Fuzzcharts on the Phillips Curve
Mark Thoma coined the term Fuzzcharts as a way of expressing how incredibly stupid Jerry Bowyer is. Bowyer writes:
Last week the Nobel committee announced that this year’s prize in economics would be going to Dr. Edmund Phelps of Columbia. This is good news indeed for advocates of supply-side economics. Phelp’s principal academic achievement is his successful rebuttal of one of the central tenets of modern Keynesianism: the Phillips curve. Someone should alert the board of governors at the Federal Reserve of Phelps vindication, since the minutes released from the Fed’s most recent meeting still contain the same old Keynesian gobbledygook … Phelps has disproved the Phillips curve, at least as a long-run economic planning tool. He argues persuasively that labor markets determine the unemployment rate over the long run
Dr. Thoma replies:
it’s been quite a long-time since anyone seriously suggested a permanent tradeoff between inflation and unemployment, particularly since Phelps, Friedman, Lucas and others came up with came up with the expectations augmented short-run Phillips curve to rebut this idea. Thus, the commentary below strikes at a position – a permanent tradeoff between inflation and output – that no economist that I know of holds. It is the nature of the short-run Phillip’s curve that is at issue, how long the short-run tradeoff persists, the steepness of the tradeoff, whether hybrid versions of the Phillips curve are needed, etc., and contrary to what is stated in this commentary, the existence of a short-run Phillip’s curve is well-accepted. I do agree with the commentary’s suggestion that somebody doesn’t understand this literature, but I doubt very much that it is Bernanke, Mishkin, and others at the Fed that are the ones missing key pieces of this line of research … Saying that economists believe “growth causes inflation” mischaracterizes the issue. Nobody believes that growth is inflationary. Increases in productivity (i.e. growth in aggregate supply) puts downward pressure on prices. It is growth in demand relative to growth in supply that matters, and if demand growth outstrips supply growth, inflation will result.
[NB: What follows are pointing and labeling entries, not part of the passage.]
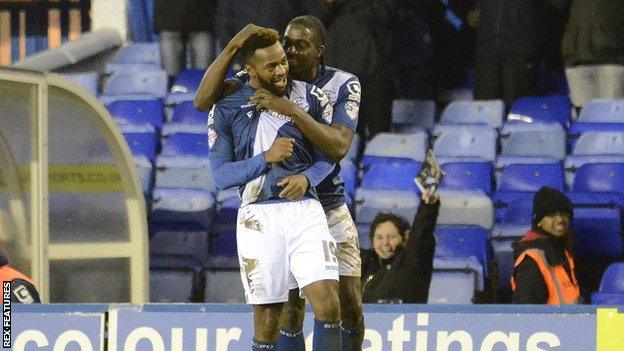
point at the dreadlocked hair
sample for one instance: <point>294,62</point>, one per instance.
<point>259,40</point>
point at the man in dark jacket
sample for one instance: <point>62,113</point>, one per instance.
<point>398,269</point>
<point>182,21</point>
<point>544,270</point>
<point>359,41</point>
<point>512,41</point>
<point>593,50</point>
Actually, the problem with Bowyer’s idiocy can be seen if one compares his graph to that provided by KNZN a couple of months ago:
For practical purposes, the Phillips curve – the version that is used to guide forecasts and generate policy prescriptions today – is not a relationship between unemployment and the level of inflation; it is a relationship between unemployment and the change in the inflation rate.
So Bowyer is looking at the first derivative of prices with respect to time when he should be looking at the second derivative. Then again – I suspect Jerry Bowyer has no clue what a second derivative is. He certainly has no clue as to what Dr. Phelps and other economist have been discussing for the past forty years.